As alumni of Harvard, it is with disappointment and shame that we read the news that Corey Lewandowski and Sean Spicer would both be serving as visiting fellows at the Harvard Institute of Politics during the upcoming academic year. The stated mission of the IOP is to “unite and engage students, particularly undergraduates, with academics, politicians, activists, and policymakers on a non-partisan basis,” and it is incumbent upon the IOP to hew to values that are also non-partisan. These hiring decisions betray those values. While representing a spectrum of ideas is important for a complete political education, the IOP must acknowledge its own power in conveying an imprimatur of intellectual and moral legitimacy – in this case, to those who have done much to degrade public discourse in this country, re-ignite white nationalism, and further reactionary policies that harm millions.
Sean Spicer served as the mouthpiece for an administration that runs counter to the values Harvard purports to embody. What can undergraduates learn from a man whose brief tenure in national communications began with an unabashed lie about crowd sizes, continued with an ignorant minimization of the Holocaust, dabbled in unvarnished hostility to the free press, and ended in public ignominy? The IOP focuses on undergraduates: is the lesson we wish to impart to young students that Harvard will embrace you with open arms and confer unearned legitimacy to you, regardless of the untruths you sell and the moral turpitude you embody, as long as you have been in proximity to power?
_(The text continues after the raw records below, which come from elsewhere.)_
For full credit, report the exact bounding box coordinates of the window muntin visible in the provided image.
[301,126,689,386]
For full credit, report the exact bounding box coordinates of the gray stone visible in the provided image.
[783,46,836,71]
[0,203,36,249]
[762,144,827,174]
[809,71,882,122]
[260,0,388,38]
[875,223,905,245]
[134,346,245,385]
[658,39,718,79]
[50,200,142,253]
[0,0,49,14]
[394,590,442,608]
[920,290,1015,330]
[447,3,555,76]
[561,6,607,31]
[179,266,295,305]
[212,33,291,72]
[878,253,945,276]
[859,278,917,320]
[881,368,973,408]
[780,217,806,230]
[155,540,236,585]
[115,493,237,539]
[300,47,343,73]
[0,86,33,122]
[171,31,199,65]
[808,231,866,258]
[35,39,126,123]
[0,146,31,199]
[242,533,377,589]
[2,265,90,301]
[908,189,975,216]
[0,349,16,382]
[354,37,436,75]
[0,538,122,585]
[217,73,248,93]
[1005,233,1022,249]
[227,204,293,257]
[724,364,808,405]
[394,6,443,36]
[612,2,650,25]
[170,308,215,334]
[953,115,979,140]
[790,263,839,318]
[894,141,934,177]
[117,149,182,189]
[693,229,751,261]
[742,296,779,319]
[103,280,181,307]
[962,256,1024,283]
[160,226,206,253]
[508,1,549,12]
Corey Lewandowski, who managed a campaign that began with racist provocation and continued with rampant misogyny, was ousted from the Trump orbit after assaulting a female reporter, and has supplemented his notoriety with ignorant fulminations on national newscasts; he has also been accused of threatening his New Jersey neighbors with a baseball bat. What could this man offer that would be worth exchanging for the safety of student journalists and the greater Harvard community? What message does this send to students who embrace the dream of contributing to the free American press?
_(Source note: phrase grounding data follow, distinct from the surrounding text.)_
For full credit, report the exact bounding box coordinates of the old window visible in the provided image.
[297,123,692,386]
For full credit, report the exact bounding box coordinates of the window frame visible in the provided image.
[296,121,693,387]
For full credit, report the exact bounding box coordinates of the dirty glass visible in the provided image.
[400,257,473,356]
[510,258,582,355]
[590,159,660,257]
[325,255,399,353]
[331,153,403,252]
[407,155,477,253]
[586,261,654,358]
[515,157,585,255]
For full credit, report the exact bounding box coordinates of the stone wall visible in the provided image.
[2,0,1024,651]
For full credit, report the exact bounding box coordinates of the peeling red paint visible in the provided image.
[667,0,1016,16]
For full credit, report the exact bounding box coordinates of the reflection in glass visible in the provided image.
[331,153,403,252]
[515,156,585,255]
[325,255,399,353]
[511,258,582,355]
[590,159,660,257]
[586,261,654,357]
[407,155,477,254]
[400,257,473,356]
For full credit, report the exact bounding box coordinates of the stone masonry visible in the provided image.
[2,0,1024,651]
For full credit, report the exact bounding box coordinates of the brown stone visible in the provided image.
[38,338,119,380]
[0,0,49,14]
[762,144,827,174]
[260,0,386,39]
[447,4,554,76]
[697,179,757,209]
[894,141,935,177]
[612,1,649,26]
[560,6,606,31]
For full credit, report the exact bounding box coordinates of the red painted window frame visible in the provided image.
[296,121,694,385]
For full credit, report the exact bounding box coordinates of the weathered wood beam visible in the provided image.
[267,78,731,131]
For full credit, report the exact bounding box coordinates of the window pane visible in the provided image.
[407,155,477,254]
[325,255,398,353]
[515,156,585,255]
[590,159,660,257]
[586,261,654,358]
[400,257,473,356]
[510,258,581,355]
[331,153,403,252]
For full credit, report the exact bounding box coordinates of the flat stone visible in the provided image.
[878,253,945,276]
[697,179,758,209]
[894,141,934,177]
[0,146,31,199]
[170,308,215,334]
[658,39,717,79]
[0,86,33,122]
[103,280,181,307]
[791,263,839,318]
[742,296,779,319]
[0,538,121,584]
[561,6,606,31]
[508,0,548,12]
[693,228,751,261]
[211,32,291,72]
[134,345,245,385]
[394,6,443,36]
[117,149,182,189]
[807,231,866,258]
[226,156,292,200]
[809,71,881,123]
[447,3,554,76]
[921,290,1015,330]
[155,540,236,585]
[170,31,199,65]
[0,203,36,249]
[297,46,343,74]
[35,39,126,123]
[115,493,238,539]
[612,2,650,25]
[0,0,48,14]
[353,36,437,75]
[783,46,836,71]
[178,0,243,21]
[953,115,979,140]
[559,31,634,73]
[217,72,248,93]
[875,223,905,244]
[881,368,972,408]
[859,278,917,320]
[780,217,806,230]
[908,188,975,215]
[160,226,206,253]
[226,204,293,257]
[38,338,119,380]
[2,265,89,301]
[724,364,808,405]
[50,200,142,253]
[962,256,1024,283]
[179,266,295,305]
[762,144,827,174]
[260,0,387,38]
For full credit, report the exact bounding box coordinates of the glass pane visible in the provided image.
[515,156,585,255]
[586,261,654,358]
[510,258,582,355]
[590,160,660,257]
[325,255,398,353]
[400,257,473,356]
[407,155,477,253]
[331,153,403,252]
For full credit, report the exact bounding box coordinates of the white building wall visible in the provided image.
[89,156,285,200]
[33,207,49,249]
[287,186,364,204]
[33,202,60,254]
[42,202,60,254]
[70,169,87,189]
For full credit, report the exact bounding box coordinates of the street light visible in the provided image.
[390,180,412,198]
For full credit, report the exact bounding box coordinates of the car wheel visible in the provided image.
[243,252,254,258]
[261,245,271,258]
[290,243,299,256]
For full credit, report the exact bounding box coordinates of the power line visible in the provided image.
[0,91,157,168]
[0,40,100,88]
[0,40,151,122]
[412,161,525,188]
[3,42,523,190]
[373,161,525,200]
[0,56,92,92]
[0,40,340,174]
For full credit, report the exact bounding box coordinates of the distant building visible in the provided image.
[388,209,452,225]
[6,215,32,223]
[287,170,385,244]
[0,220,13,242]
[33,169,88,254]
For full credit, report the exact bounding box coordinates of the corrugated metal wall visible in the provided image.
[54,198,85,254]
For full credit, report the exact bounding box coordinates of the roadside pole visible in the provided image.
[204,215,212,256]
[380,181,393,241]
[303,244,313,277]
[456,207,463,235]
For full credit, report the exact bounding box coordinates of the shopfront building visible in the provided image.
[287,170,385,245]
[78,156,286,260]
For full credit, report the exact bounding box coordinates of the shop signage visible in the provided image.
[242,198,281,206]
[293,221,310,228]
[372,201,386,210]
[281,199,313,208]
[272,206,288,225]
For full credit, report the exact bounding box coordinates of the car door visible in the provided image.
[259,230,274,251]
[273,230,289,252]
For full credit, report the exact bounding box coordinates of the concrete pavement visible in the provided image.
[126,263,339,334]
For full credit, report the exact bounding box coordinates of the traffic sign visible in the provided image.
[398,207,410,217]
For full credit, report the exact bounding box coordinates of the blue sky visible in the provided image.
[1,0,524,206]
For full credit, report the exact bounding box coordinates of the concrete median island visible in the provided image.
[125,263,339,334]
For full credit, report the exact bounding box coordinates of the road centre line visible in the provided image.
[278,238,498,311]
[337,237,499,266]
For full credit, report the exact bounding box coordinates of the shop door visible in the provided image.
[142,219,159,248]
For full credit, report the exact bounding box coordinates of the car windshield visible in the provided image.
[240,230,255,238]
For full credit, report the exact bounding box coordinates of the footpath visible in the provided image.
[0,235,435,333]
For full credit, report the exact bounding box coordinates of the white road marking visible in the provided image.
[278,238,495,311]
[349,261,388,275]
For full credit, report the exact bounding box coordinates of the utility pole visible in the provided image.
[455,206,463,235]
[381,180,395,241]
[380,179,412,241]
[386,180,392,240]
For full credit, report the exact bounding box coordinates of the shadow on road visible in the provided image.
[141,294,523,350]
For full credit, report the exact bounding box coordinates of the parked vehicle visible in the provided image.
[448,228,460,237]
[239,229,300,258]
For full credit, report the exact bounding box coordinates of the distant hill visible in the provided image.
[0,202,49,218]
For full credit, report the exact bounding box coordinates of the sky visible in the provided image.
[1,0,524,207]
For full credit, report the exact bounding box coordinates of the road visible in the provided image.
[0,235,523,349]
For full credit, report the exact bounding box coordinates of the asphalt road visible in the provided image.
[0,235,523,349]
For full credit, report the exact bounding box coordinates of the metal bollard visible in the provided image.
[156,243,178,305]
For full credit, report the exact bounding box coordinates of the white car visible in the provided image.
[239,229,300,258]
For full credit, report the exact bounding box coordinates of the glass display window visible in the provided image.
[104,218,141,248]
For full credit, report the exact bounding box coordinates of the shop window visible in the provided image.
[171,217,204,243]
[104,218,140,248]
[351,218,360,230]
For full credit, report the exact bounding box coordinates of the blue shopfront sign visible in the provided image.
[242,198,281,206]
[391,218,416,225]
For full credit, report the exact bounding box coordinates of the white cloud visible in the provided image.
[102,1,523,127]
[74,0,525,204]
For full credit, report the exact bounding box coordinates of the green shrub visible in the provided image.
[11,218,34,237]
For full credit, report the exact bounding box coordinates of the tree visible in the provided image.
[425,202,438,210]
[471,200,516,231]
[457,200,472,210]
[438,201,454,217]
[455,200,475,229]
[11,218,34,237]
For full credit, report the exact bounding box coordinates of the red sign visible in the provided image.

In her recent letter to the Harvard community on the announcement of the rescinding of DACA, President Faust touted Harvard’s commitment to “inclusion and to the promise of creative minds” and to “equality and opportunity.” To those of us who have watched this administration unfold with horror, knowing the harm it daily inflicts to the values of inclusion and equality, it is a mark of shame that the University we call our alma mater seems unable to recognize its own considerable power in furthering the destructive influence of this administration on American ideals, discourse, and civil society. To pretend neutrality and balance by granting a platform to those who have advocated harm and imbalance is to confer legitimacy to that which is morally illegitimate; it also betrays the insincerity of President Faust’s assurances that she will protect all members of the Harvard community, including religious and ethnic minorities and female students of all groups, when one of its highest-profile institutions extends a warm invitation to those who have willfully furthered the interests of misogyny and white supremacy.
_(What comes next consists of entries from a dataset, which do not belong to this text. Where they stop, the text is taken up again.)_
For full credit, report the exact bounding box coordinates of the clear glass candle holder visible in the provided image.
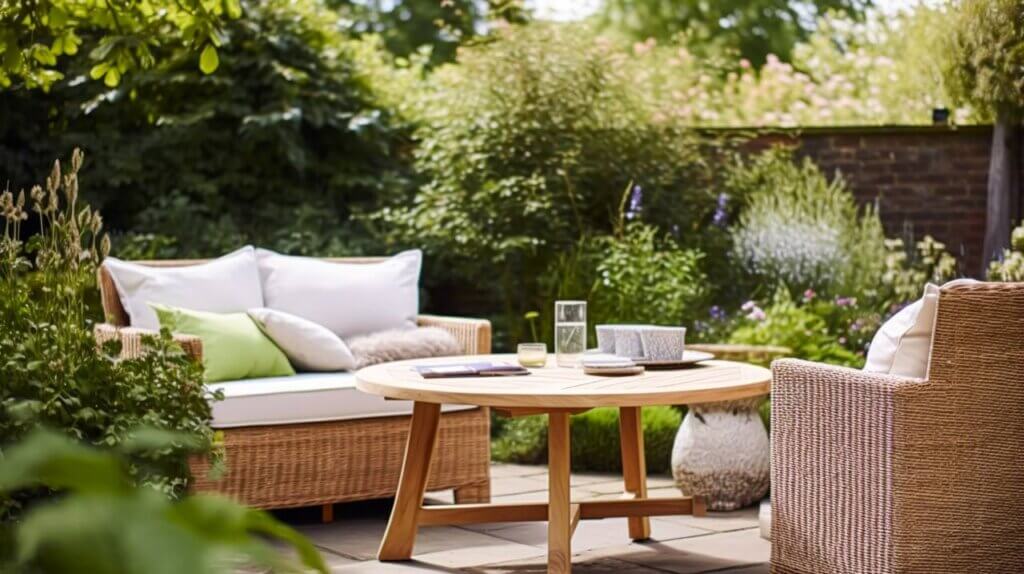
[517,343,548,368]
[555,300,587,367]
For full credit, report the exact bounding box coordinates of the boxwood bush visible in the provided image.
[492,405,683,474]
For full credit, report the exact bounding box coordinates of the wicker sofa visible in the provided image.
[771,281,1024,573]
[94,257,493,520]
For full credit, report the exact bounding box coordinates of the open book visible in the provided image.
[414,361,530,378]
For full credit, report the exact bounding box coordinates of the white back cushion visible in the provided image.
[864,279,977,378]
[248,307,356,372]
[104,246,263,331]
[256,249,421,340]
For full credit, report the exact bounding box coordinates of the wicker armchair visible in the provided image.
[771,281,1024,573]
[94,258,493,519]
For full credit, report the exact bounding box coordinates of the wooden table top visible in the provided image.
[355,354,771,408]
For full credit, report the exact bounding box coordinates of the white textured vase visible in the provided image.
[671,402,770,511]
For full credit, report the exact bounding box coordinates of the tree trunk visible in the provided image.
[982,118,1021,275]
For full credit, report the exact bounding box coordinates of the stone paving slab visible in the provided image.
[268,463,768,573]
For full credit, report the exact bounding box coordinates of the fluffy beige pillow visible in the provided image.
[864,279,976,378]
[348,327,462,369]
[247,308,356,372]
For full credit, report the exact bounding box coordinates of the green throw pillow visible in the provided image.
[151,304,295,382]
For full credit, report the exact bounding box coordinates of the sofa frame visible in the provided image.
[94,257,492,521]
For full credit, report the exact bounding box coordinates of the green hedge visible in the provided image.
[491,406,683,474]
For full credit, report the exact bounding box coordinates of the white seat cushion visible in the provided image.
[207,372,474,428]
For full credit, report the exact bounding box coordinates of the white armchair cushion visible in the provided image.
[247,307,356,372]
[256,249,421,340]
[103,246,263,331]
[865,279,977,378]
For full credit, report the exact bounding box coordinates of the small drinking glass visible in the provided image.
[517,343,548,368]
[555,300,587,367]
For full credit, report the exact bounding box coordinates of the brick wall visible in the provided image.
[739,125,1001,275]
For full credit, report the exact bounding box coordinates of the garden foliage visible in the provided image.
[621,6,965,127]
[600,0,869,67]
[0,430,325,574]
[0,150,212,519]
[374,24,716,340]
[945,0,1024,120]
[0,0,238,89]
[989,225,1024,281]
[2,0,411,258]
[728,148,886,298]
[492,406,682,474]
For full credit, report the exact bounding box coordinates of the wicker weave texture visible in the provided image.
[771,282,1024,574]
[94,256,494,510]
[189,407,491,509]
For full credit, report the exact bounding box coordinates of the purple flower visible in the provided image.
[741,300,757,312]
[835,296,857,307]
[712,192,729,227]
[709,305,727,320]
[803,288,816,302]
[747,307,766,321]
[625,185,643,220]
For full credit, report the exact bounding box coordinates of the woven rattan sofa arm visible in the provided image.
[771,358,924,573]
[416,314,492,355]
[94,323,204,362]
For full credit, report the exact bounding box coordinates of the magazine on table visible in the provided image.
[414,361,530,378]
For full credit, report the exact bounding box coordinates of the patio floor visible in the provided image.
[271,462,770,573]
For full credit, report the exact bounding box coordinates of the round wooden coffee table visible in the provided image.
[356,354,771,574]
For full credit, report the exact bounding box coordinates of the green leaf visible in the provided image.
[103,67,120,87]
[89,62,109,80]
[118,428,204,455]
[198,44,219,74]
[223,0,242,19]
[0,430,129,495]
[16,492,209,574]
[63,32,80,56]
[48,6,68,27]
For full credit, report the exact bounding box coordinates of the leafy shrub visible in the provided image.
[988,225,1024,281]
[534,223,707,345]
[617,6,968,128]
[728,292,863,368]
[945,0,1024,120]
[1,0,409,258]
[729,147,886,297]
[881,235,960,307]
[0,151,212,519]
[0,430,325,574]
[591,223,707,327]
[0,0,236,89]
[374,23,714,342]
[492,406,682,474]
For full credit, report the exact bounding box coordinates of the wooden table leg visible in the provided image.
[619,406,651,541]
[378,401,442,561]
[548,411,572,574]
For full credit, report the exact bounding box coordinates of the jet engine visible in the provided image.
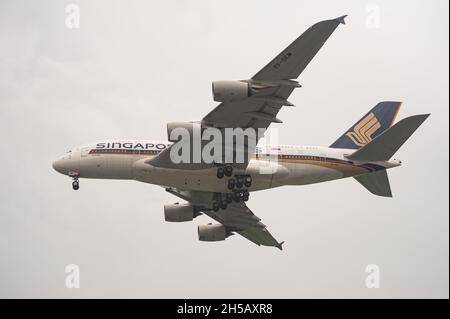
[164,203,199,222]
[212,80,251,102]
[212,79,300,104]
[166,121,202,142]
[197,223,232,241]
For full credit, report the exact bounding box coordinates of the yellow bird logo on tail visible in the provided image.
[345,112,381,147]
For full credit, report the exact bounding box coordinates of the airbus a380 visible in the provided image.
[53,16,429,250]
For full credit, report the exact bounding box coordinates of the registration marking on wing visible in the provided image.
[273,52,292,69]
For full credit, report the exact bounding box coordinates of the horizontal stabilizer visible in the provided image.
[354,170,392,197]
[347,114,430,162]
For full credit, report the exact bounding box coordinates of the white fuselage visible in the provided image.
[52,140,401,192]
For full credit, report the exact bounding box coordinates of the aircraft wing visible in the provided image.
[166,188,284,249]
[202,15,347,130]
[206,201,283,249]
[150,16,346,170]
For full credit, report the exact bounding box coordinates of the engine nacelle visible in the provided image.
[212,79,300,103]
[166,121,202,142]
[212,80,250,102]
[198,224,230,241]
[164,203,198,222]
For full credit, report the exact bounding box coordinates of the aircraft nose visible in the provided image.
[52,159,65,174]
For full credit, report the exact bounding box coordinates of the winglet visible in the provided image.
[335,15,348,25]
[276,241,285,251]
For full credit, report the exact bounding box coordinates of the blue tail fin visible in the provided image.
[330,101,402,149]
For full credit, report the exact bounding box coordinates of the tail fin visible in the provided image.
[347,114,430,162]
[354,170,392,197]
[330,101,402,149]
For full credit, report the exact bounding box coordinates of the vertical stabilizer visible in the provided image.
[330,101,402,149]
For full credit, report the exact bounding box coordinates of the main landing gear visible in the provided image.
[212,194,230,212]
[227,175,252,190]
[212,164,252,211]
[216,164,233,179]
[211,186,251,212]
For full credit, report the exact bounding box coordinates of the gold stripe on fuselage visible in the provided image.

We recognize the importance of representing a broad slate of different ideologies in the education of Harvard undergraduates. But there are many who advance conservative ideals, and can enlighten students about America’s geographic and ideological diversity, without serving as mouthpieces for the worst our country has to offer. If we wish to represent the interests of those outside our secular, Northeastern, urbanite bubble, why not extend an invitation to any of the hundreds of religious, Southern, Western or rural leaders across the country who are working to protect those under threat from the de facto ethnic cleansing advanced by Lewandowski's and Spicer's former employer? Religious minorities, black and Hispanic communities, and victims of sexual assault have not forgotten that Lewandowski and Spicer advanced the cause of a man who wants to add religious tests to citizenship, has demonized and scapegoated immigrants, and bragged about grabbing unsuspecting women "by the pussy." Harvard should not forget either.
We urge you to rescind these invitations immediately, and instead provide undergraduates with a chance to have their minds and hearts broadened by exposure to genuinely new and enriching ideas.